Jim Harmon of Montville said he and his wife ? both in their 80s ? “managed to make ends meet until the increased price of heating oil changed it all.” He said in an email they shop at Walmart to save money on groceries, started canceling magazine subscriptions, and stopped visiting family members elsewhere in the state.
“Clean energy will not heat our homes next winter, and the costs are uncertain,” he wrote in the spring. Harmon said this week his home uses about four gallons of oil a day when it’s cold ? meaning at current prices, heating costs could average out to more than $23 on a winter day.
Well, let’s see, I fee bad for some of you, the 39.2% who voted Trump in 2020. The other 59.3%? Pound sand. The last Republican senator was Lowell Weiker, who served from 1971-1989. The current ones, Richard Blumenthal and Chris Murphy are massive Warmists.

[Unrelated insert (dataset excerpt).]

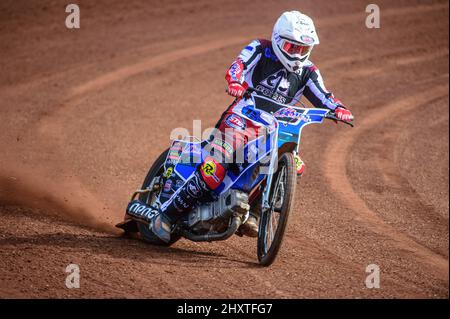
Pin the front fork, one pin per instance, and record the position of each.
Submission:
(273, 166)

The state hasn’t had a Republican elected in the House since 2009. Governors are a little better, but, do you think a Republican will get elected these days? The general assembly is controlled by the Democrats. You’re getting what you voted for.
According to the U.S. Energy Information Administration, the average price of a gallon of residential heating oil in Connecticut was $5.79 for the week of Oct. 17, up from $5.48 last week and $4.64 the week before.
It was $3.28 this time last year.
Richard Funaro, spokesperson for the Connecticut Office of the Attorney General, said the energy price instability caused by Russia’s invasion of Ukraine triggered an Abnormal Market Disruption that allowed the office “to investigate and civilly prosecute price gouging related to home heating fuel and gasoline.” But he said the AMD ended a while ago and the office “does not have the statutory authority to investigate this type of alleged price gouging.”
Of course they’re blaming Putin. But, the price was going up prior to the war. This is what Democrats/Warmists want, and have been working towards.
Read: Surprise: Connecticut Residents Hit With Home Heating Sticker Shock »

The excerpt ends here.